Les zones frontalières du Burkina Faso ne sont plus de simples lignes de séparation entre Etats. Elles constituent, aujourd’hui, de véritables espaces de vie, d’échanges et de brassage économique et culturel. Toutefois, elles demeurent fortement exposées à des menaces multiples, notamment le terrorisme, la criminalité transfrontalière, les conflits liés aux ressources naturelles et les déplacements de populations. Dans un tel contexte, la sécurisation durable de ces espaces ne saurait être effective sans une implication accrue et structurée des acteurs locaux.
C’est pour répondre à cet impératif que le ministère de l’Administration territoriale et de la Mobilité (MATM), à travers le Secrétariat permanent de la Commission nationale des frontières (SP-CNF), organise à Manga un atelier de réflexion et d’échanges consacré à la contribution des Groupements locaux de coopération transfrontalière (GLCT) à la sécurisation des espaces transfrontaliers.

Présidant l’ouverture des travaux, au nom du Ministre d’Etat, Ministre de l’Administration territoriale et de la Mobilité, le Chargé de mission, Monsieur Mwin-nog-ti Luc HIEN, a souligné l’importance stratégique de cette rencontre. « Face à ces défis, qu’il s’agisse du terrorisme, de la criminalité transfrontalière et transnationale organisée, ou des flux migratoires irréguliers, une évidence s’impose : aucun pays ne peut agir seul. La réponse doit être collective, concertée et ancrée dans les réalités locales », a soutenu Monsieur Mwin-nog-ti Luc HIEN.
Dans cette dynamique, les Groupements locaux de coopération transfrontalière (GLCT) apparaissent comme des cadres privilégiés de dialogue, de coopération et d’actions concertées entre Collectivités territoriales voisines de part et d’autre des frontières.
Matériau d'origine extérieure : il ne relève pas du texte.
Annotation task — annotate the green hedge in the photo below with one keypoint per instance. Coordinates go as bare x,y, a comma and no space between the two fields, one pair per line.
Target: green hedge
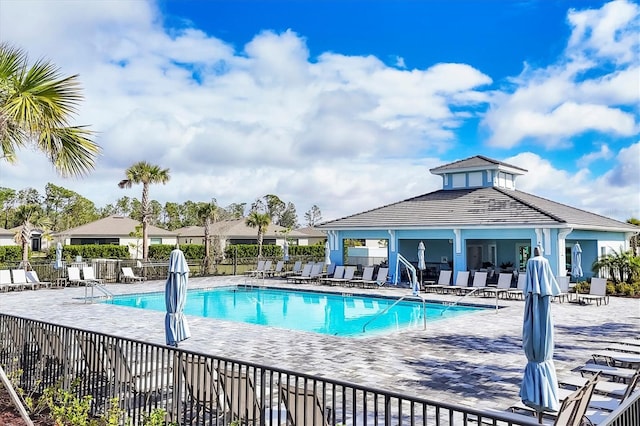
10,253
162,251
92,251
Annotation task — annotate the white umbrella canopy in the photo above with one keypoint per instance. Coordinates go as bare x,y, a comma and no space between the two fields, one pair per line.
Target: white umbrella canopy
176,327
327,253
576,261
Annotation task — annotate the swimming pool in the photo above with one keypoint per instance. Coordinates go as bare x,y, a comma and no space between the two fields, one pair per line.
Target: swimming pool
326,313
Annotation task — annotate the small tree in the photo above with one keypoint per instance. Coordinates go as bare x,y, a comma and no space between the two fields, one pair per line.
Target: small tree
260,221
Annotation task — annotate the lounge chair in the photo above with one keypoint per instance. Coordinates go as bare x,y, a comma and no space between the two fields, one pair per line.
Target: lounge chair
278,269
504,284
203,389
240,398
338,273
462,281
5,280
259,269
597,292
129,277
304,407
306,272
444,279
32,277
349,272
73,274
20,280
367,277
89,275
563,283
519,290
478,286
572,410
297,269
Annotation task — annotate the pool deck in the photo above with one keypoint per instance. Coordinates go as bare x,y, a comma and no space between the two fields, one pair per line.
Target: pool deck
474,360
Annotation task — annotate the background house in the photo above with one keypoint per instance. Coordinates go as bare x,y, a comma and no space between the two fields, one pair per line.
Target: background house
479,218
116,230
236,231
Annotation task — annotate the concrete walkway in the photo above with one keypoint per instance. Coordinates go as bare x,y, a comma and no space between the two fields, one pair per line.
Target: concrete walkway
474,360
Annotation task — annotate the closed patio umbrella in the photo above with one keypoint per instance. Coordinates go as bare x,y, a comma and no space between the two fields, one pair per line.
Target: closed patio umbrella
327,253
58,262
176,327
539,389
576,260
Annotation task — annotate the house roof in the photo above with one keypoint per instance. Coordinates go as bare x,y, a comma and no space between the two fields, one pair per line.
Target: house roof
489,207
237,228
113,226
477,162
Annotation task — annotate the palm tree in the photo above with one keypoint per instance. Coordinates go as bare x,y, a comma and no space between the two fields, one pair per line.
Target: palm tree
146,174
36,105
30,217
207,214
260,221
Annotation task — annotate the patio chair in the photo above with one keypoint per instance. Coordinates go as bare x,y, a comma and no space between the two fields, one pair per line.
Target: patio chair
5,280
204,391
241,400
129,277
519,290
462,281
367,277
297,269
444,279
338,273
20,280
303,406
306,271
89,276
73,276
259,269
597,292
504,284
32,277
478,286
563,283
572,409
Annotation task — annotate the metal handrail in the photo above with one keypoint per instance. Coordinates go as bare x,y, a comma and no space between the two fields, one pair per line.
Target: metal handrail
385,310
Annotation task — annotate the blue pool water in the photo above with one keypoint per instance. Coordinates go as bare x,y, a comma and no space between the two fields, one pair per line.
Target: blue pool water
325,313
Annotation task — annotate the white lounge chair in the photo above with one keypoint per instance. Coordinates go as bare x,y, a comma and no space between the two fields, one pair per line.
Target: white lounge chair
597,292
444,279
462,281
519,290
478,286
504,284
128,276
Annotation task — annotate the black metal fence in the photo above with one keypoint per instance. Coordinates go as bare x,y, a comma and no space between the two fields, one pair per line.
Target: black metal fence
199,389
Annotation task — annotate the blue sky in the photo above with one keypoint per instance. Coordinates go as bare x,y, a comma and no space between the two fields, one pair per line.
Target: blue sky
345,104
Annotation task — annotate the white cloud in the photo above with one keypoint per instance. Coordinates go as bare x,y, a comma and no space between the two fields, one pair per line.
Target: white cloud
552,105
603,154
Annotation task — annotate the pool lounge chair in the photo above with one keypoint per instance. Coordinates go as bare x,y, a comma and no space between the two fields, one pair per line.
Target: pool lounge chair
504,284
519,290
129,277
303,406
478,286
462,281
20,280
32,277
563,283
367,276
444,279
597,292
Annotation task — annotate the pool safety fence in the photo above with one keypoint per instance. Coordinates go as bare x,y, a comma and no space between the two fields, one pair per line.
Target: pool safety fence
199,389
En renforçant la confiance entre les communautés, ils contribuent à la prévention et à la gestion pacifique des incidents et conflits frontaliers, tout en participant au renforcement de la sécurité collective en synergie avec les Forces de Défense et de Sécurité (FDS), les services techniques de l’Etat et les partenaires au développement.
L’atelier de Manga se veut ainsi un cadre d’échanges pour partager les expériences de terrain, capitaliser les bonnes pratiques, analyser les forces et faiblesses des dispositifs existants et identifier des solutions adaptées à la lutte contre l’insécurité et le terrorisme dans les espaces frontaliers et transfrontaliers.
Durant trois (03) jours, les participants, notamment représentants des Groupements locaux de coopération transfrontalière (GLCT), présidents de délégation spéciale, Forces de Défense et de Sécurité (FDS), experts et acteurs locaux, travailleront afin de proposer des mécanismes concrets permettant de renforcer la contribution des GLCT à la gouvernance locale et à la sécurisation des frontières. L’objectif ultime est de faire des espaces transfrontaliers non plus des zones de vulnérabilité, mais de véritables corridors de paix, de stabilité et de développement partagé.